Recently, things have begun to settle, giving me some time to process. "So, how do you like it?" I most recently answered, "It is not easy living here, but it sits in your heart." Better and more honest than my usual, never quite sure how to answer, "I like it". I cannot say it has been easy; I cannot say "OMG - it's amazing - I love it!", but I can say that the land and the people take root in your heart. I love Puerto Rico because my husband and my son are Puerto Rican, and because it is beautiful, and because I have met such amazing people with a strength and pride and kindness that you don't find everywhere. I have family, neighbours, students and friends here. I am a "Permanent Resident" as my green card says, and I am still searching for how I fit. Trying to find how to weave myself into the fabric of life here that can often seem uncertain and chaotic. Not a Yankee but often assumed to be one, I encounter the many faces of colonialism from somewhat of an outsider perspective. Often the people asking "Do you like it here?" are Puerto Rican and they have a concerned and confused tone as though they cannot imagine why I would choose to live here. Often I hear the apologetic "Well, you know, that's how it is here." accompanied by a frustrated sigh or sometimes the completely heart breaking "Eso no es de aqui." [That's not from here.] from a six-year-old in response to a story about how to treat people with kindness. Or the "Your son is so calm . . . not like the other kids. You know how Puerto Rican kids can be." from my son's daycare (incidentally my son is blonde, and we took him out of that daycare.) Or their complete shock that I bothered to learn Spanish.
I'm writing this rambling post (and starting this blog) because of a song I heard recently on a podcast and then in the streets at a march commemorating the centennial of Lolita Lebrón.

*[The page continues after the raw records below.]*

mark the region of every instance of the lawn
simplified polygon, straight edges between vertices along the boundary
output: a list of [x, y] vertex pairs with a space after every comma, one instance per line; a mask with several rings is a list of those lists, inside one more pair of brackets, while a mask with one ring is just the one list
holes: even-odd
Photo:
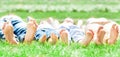
[[[34, 17], [38, 23], [49, 17], [59, 21], [63, 21], [66, 17], [71, 17], [76, 22], [79, 19], [86, 21], [90, 17], [105, 17], [120, 24], [119, 0], [110, 0], [109, 2], [107, 0], [55, 0], [54, 2], [53, 0], [49, 2], [48, 0], [0, 1], [0, 17], [7, 14], [15, 14], [20, 16], [25, 22], [27, 16]], [[98, 9], [97, 5], [99, 4], [103, 7], [100, 6]], [[75, 8], [71, 6], [75, 6]], [[65, 9], [61, 10], [60, 8]], [[97, 46], [91, 42], [88, 47], [82, 47], [78, 43], [65, 45], [60, 41], [56, 45], [51, 45], [47, 42], [42, 44], [37, 41], [33, 41], [30, 45], [22, 43], [10, 45], [5, 41], [0, 41], [0, 57], [120, 57], [119, 44], [120, 40], [115, 45], [104, 44]]]

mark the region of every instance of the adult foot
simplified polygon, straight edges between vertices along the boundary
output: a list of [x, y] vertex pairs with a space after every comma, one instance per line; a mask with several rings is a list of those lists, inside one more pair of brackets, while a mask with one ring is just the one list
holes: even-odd
[[9, 22], [5, 22], [3, 25], [3, 33], [5, 35], [5, 39], [10, 44], [18, 44], [18, 42], [15, 39], [14, 33], [13, 33], [13, 26]]
[[58, 41], [58, 37], [54, 33], [52, 33], [48, 42], [51, 43], [51, 44], [56, 44], [57, 41]]
[[46, 40], [47, 40], [47, 36], [46, 36], [46, 34], [44, 34], [44, 35], [39, 39], [39, 42], [45, 43]]
[[31, 43], [34, 39], [35, 33], [37, 30], [37, 23], [35, 19], [29, 18], [29, 22], [27, 24], [27, 31], [25, 35], [25, 43]]
[[95, 39], [95, 44], [97, 45], [100, 45], [100, 44], [103, 44], [103, 38], [105, 36], [105, 31], [103, 30], [103, 27], [100, 26], [98, 31], [97, 31], [97, 36], [96, 36], [96, 39]]
[[94, 33], [92, 30], [86, 31], [85, 38], [83, 40], [80, 40], [79, 43], [82, 44], [82, 46], [86, 47], [89, 45], [91, 40], [93, 39]]
[[116, 42], [119, 34], [118, 30], [118, 26], [116, 24], [113, 24], [110, 31], [110, 38], [108, 39], [108, 44], [112, 45]]
[[62, 31], [60, 33], [60, 39], [63, 43], [68, 44], [68, 33], [66, 31]]

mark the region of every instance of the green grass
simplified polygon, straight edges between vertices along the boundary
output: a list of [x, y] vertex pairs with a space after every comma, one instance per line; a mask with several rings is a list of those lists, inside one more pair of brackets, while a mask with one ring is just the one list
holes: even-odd
[[[16, 14], [25, 20], [27, 16], [40, 20], [48, 17], [54, 17], [59, 21], [66, 17], [86, 20], [89, 17], [106, 17], [119, 22], [120, 13], [112, 12], [27, 12], [27, 11], [13, 11], [2, 12], [0, 16], [6, 14]], [[116, 20], [117, 19], [117, 20]], [[56, 45], [50, 45], [49, 43], [41, 44], [39, 42], [33, 42], [31, 45], [22, 44], [10, 45], [6, 42], [0, 41], [0, 57], [120, 57], [120, 41], [117, 41], [115, 45], [100, 45], [96, 46], [91, 43], [88, 47], [84, 48], [77, 43], [71, 43], [70, 45], [62, 44], [58, 42]]]
[[33, 42], [31, 45], [9, 45], [0, 42], [1, 57], [119, 57], [120, 41], [115, 45], [99, 45], [91, 43], [88, 47], [81, 47], [77, 43], [56, 45]]
[[55, 19], [58, 19], [59, 21], [64, 20], [66, 17], [71, 17], [75, 21], [78, 19], [86, 20], [90, 17], [105, 17], [107, 19], [114, 20], [119, 23], [120, 18], [120, 12], [104, 12], [104, 11], [91, 11], [91, 12], [28, 12], [28, 11], [12, 11], [12, 12], [1, 12], [0, 17], [7, 15], [7, 14], [16, 14], [23, 18], [24, 21], [26, 21], [26, 18], [28, 16], [34, 17], [38, 22], [43, 19], [48, 19], [49, 17], [53, 17]]
[[[29, 2], [28, 2], [29, 1]], [[53, 17], [63, 21], [71, 17], [87, 20], [90, 17], [105, 17], [120, 23], [120, 1], [118, 0], [0, 0], [0, 17], [16, 14], [26, 21], [27, 16], [37, 22]], [[59, 6], [59, 7], [57, 7]], [[53, 8], [51, 8], [53, 7]], [[115, 45], [95, 45], [84, 48], [77, 43], [65, 45], [41, 44], [34, 41], [31, 45], [10, 45], [0, 41], [0, 57], [120, 57], [120, 40]]]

I've listened to it many times trying to learn it. It affected me because as I listen to it, I think of all the beauty and all the sorrow, and all the frustration and anger, as well as the love and the fierce pride. I think about my mother and sister-in-law whose strength I cannot even begin to fathom. I think about the public school teachers fighting for their students, and the communities fighting to keep the schools open. I think about my students, my colleagues, my husband and all of the people fighting to stay here and to keep this island their own. I think of all the people who wanted to stay here but couldn't. I think about the complexities and contradictions. But mostly, I think about the strength and the hope, and all of those who, despite the corruption, exploitation, greed and indifference, are working to undo the wrongs of history, and to lift each other up, truly, not just as a campaign slogan. "Con el coraje de frente, voy a ganar la batailla/Hecha de viento y de playa, soy la ola que va romper." [Advancing with courage, I will win the battle. Made of wind and shore, I am the wave that will break through.] by ILe (Ileana Cabra). Her other songs are also amazing fyi.